Hay poetas que saben poner a su crítico en un brete, no porque éste dude o flaquee frente a su obra, sino porque su asombro no encuentra con facilidad palabras justas que lo representen. Es el caso de Carlos Germán Belli (Lima 1927), de este libro, En las hospitalarias estrofas, que afirma y eleva una escritura que, si el lector de este lado conocía ya desde 1985, a través de una antología (Boda de pluma y letra, Ediciones Cultura Hispánica, ICI, Madrid) sorprendentemente bien cribada, no cuenta entre las interesadas en ceder un ápice de prestigio intelectual a cambio de ese tan peligroso (y siempre traicionero) prestigio social que encandila a tantos. Si no me falla la memoria, otra antología (Los talleres del tiempo, Visor, 1992) fue la última editada por Belli en nuestro país. Más de cuarenta años de escritura no deberían resumirse tanto, sobre todo teniendo en cuenta que, a lo largo de ellos, el poeta ha levantado una más que sólida casa de palabras.
Belli se mueve en el umbral, allí donde el sentido hace su apuesta máxima y deja al lector en la soledad colectiva de una evidencia terrible: «Que en el umbral el todo es pura nada».
Poema tras poema, Belli construye sus relatos de frase, o sus frases que se relatan a sí mismas, o su vida diciéndose frase a frase, dejando que el propio lenguaje dibuje una espiral que luego, una vez consumida la lectura, encontrará en la experiencia del lector su camino inverso, su salida del agua, pero que empieza a despertar ya en el momento mismo en que el ojo toca la primera palabra. ¿Digo que no es fácil? No es más difícil que envejecer, o que contemplar una puesta de sol, o que entender a la persona amada. Pero al contrario que estas actividades del entendimiento común, la poesía no cede ante la facilidad de los tópicos: construye.

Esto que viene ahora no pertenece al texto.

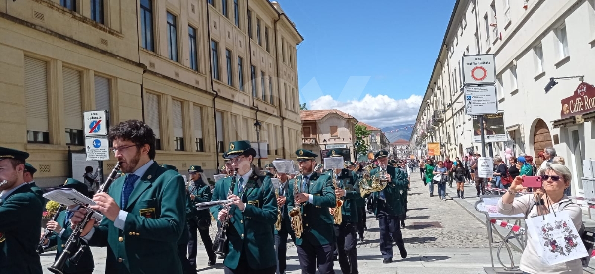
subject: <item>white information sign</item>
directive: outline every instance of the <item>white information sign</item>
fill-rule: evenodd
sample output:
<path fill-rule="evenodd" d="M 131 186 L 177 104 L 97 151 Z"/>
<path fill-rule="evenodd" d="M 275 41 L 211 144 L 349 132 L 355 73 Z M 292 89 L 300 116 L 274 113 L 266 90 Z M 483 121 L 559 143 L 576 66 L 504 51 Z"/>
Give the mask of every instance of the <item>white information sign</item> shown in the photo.
<path fill-rule="evenodd" d="M 483 115 L 498 113 L 496 86 L 465 86 L 465 113 L 468 115 Z"/>
<path fill-rule="evenodd" d="M 493 54 L 463 56 L 463 84 L 496 83 L 496 58 Z"/>
<path fill-rule="evenodd" d="M 480 157 L 477 159 L 477 171 L 480 178 L 494 177 L 494 160 L 491 157 Z"/>
<path fill-rule="evenodd" d="M 107 136 L 87 136 L 84 138 L 87 160 L 98 161 L 109 159 L 109 146 Z"/>
<path fill-rule="evenodd" d="M 108 121 L 105 111 L 85 111 L 83 113 L 85 136 L 107 135 Z"/>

El poeta es un clásico, pero su clasicismo (hoy, ahora) deviene formulación perturbadora, verdadera vanguardia. Bebe en el barroco tardío de nuestra lengua, y en las riveras del camino unamuniano en el que vivir, lo que se dice vivir, es nada más y nada menos que forjarse un alma:
de palabras escritas en la vida,
que es victoria en la lucha con la nada.
De ahí esa alabanza de la panacea de la cultura, barro que apremia nuestro molde, que recibe conciencia y que devuelve espíritu. Lo aprende la voz, y lo aprende a la sombra de su propia canción, miedosa (como todas si no inconscientes) de que el sentimiento creado se diluya en el tiempo sin otra marca que la que su existir fallido deje entre la hojarasca.
Herrero cojo.
Retrato del poeta como herrero cojo: eso es este poemario. Pocos saben de esa firme relación entre el dios arrojado, el niño repudiado, y la experiencia de entender el mundo a través de lo único que ni los animales ni los dioses poseen: lenguaje, individualización de la muerte.
Tiempo y palabra. Tiempo en palabras. Y una tensión entre conocimiento y comunicación que se resuelve sin tentaciones (arriba en las empíreas salas arbitro, / abajo donde nadie en ti repara) y que alumbra un gesto de escritura (el de la inteligencia en el lenguaje) que lo es también de confianza (Yo confío en ti, folio hospitalario), y que es, sobre todo, antes de nada, un gesto moral. Vuelve en ocasiones a sus temas de siempre, a ese diálogo con la canción y a esa relación íntima con la muerte que va creciendo con nosotros, que se va haciendo hermosa y verdadera. Y no abandona ese narrar irónico que su verso barroco informa a la perfección:
que nace de tus bosques me entre por un oído
y salga por el otro…
El poema se llama «El olvido de la naturaleza», y se acerca bastante a lo que podría ser una poética. Con el firme propósito de enmendar el error el poeta se propone atender a la realidad exterior, poner su oído al mundo. Pero descubre enseguida que ese rayar del alba entre cantos de pájaros, esas ramas que mece un viento suave, no son al fin y al cabo otra cosa que manifestaciones de la consciencia.
Todo es adentro para quien de verdad sabe estar en el mundo. Fuera se es siempre un intruso, un paseante camino del otro lado.